Festival della Serie A, la favola Como racconta da Suwarso e Ludi

La favola Como, dalla D alla Champions League, raccontata dal presidente Suwarso e dal direttore sportivo Ludi

Uno degli ultimi panel di giornata del Festival della Serie A con il presidente di uno dei grandi protagonisti dell’ultimo campionato: il Como di Mirwan Suwarso. Insieme a lui Carloalberto Ludi, direttore sportivo del club lombardo. 

Suwarso e il progetto laboratoriale del Como

“Acquistammo il Como per costruire un progetto per la realizzazione dei documentari. La Champions League, all’epoca, non era prevedibile e non era neanche pensabile. Al momento primordiale, nel 2019, non era questo l’obiettivo” – ha poi aggiunto - “Le decisioni vengono prese a maggioranza e questo crea rispetto reciproco. La scelta dei giocatori nasce da un business plan, rivisto ogni sei mesi. Nessuno viene additato per l’errore, ma si va avanti tutti insieme. Il fallimento, invece, fa parte del gioco. Tutti possono fare bene, ma se si inizia pensando che non si riuscirà alla fine non si riesce davvero. Quando abbiamo prefissato gli obiettivi ci siamo resi conto che Como era piccola. Così abbiamo pensato di costruire qualcosa al di fuori dalla città, mantenendo il carattere identitario. Sarò felice soltanto quando l’attività non football supererà quella sportiva. Como è un laboratorio di idee, un centro di sperimentazione. Quello che funziona verrà replicato con un modello multiservice. Stiamo lavorando con società di Premier League, di Serie A, in Arabia Saudita e in Spagna. Vogliamo aiutare gli club sul lato retail. Il modello Disney è un'inspirazione. Abbiamo puntato sul brand lago di Como per creare altri servizi. I nostri clienti più importanti sono oltre Oceano e non si concentrano soltanto sulle maglie, su cui parte del nostro business si basa. Ho detto alla famiglia Hartono soltanto dopo tre anni e la loro reazione, cambiata oggi, non è stata positiva. I figli vengono volentieri in Italia, resteranno al Como". 

Su Cesc Fabregas: 

“Lui si è presentato a noi con quaranta pagine di progetto. Per aiutarci a capire ci fa una sorta di piano. Dopo ogni partita fa una presentazione in Power Point per spiegare cosa ha funzionato e cosa no. Ha svolto il lavoro con grande umiltà. Ha una opzione di acquisto di alcune quote, che potrà attivare quando andrà via. L'anno scorso abbiamo ricevuto richieste da altri club che Fabregas stesso ha chiesto di rifiutare. Siamo consapevoli che un CEO non resta in un'azienda a vita. Se deciderà di restare sarà fantastico, ma ha diritto ad andare dove desidero". 

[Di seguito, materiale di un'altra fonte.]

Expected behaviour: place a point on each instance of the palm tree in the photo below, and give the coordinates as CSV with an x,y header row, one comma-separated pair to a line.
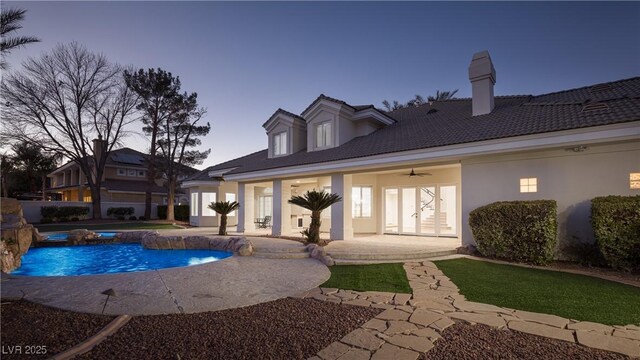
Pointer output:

Sulla questione stadio e identitaria: 

“Speriamo di giocare la Champions League al Senigallia. Non vogliamo stravolgerlo. Gli stranieri apprezzano la rusticità del luogo. Ci sono persone disposte a pagare 400.000 per fare l'esperienza dello stile di vita italiano. Le radici attraggono dall'estero. L'ostieria dà l'italianità e non il ristorante stellato". 

Il progetto Como: 

“Siamo una start up. Abbiamo un piano quinquennale e uno decennale. Ho detto a Fabregas che sarebbe rimasto anche in caso di retrocessione”.

Ludi e il progetto sportivo del Como

“Ai tempi del primo colloquio con Suwarso non avevamo nulla, neanche i kit. Dalla Serie D alla Champions League si arriva con la progettazione e l’adeguamento dei progetti di business, con capacità di cambiare in corsa. Abbiamo un gruppo di lavoro ramificato. Noi partiamo da due pilastri: i dati, per oggettivare la scelta, con filtri tattici e tecnici nel gioco di Cesc Fabregas. Ci interessa il ragazzo, come si pone all’esterno, che viene avvallato appositamente dall’allenatore. 

Su Nico Paz:

"Se resta Nico Paz non possiamo saperlo. L’abbiamo valorizzato, posto al centro, aspettiamo con interesse, sperando di contare su di lui. La nostra fortuna è avere sempre un asso nella manica". 

Su Cesc Fabregas: 

“Cesc ci ha travolto tanto sino all'affido della panchina. Ha una competenza che non ho mai visto. Il suo lavoro è coerente con il modello di business del club. Fabregas è un fuoriclasse. Quotidianamente ha spinto sull'acceleratore: questo è il segreto del successo”.

La questione italiani: 

“Non è vero che non approcciamo il mercato italiano. L'orientamento metodologico di calciatori spagnoli è più facile da applicare al calcio di Cesc. La nostra speranza sarà quella di trovare italiani dal settore giovanile”.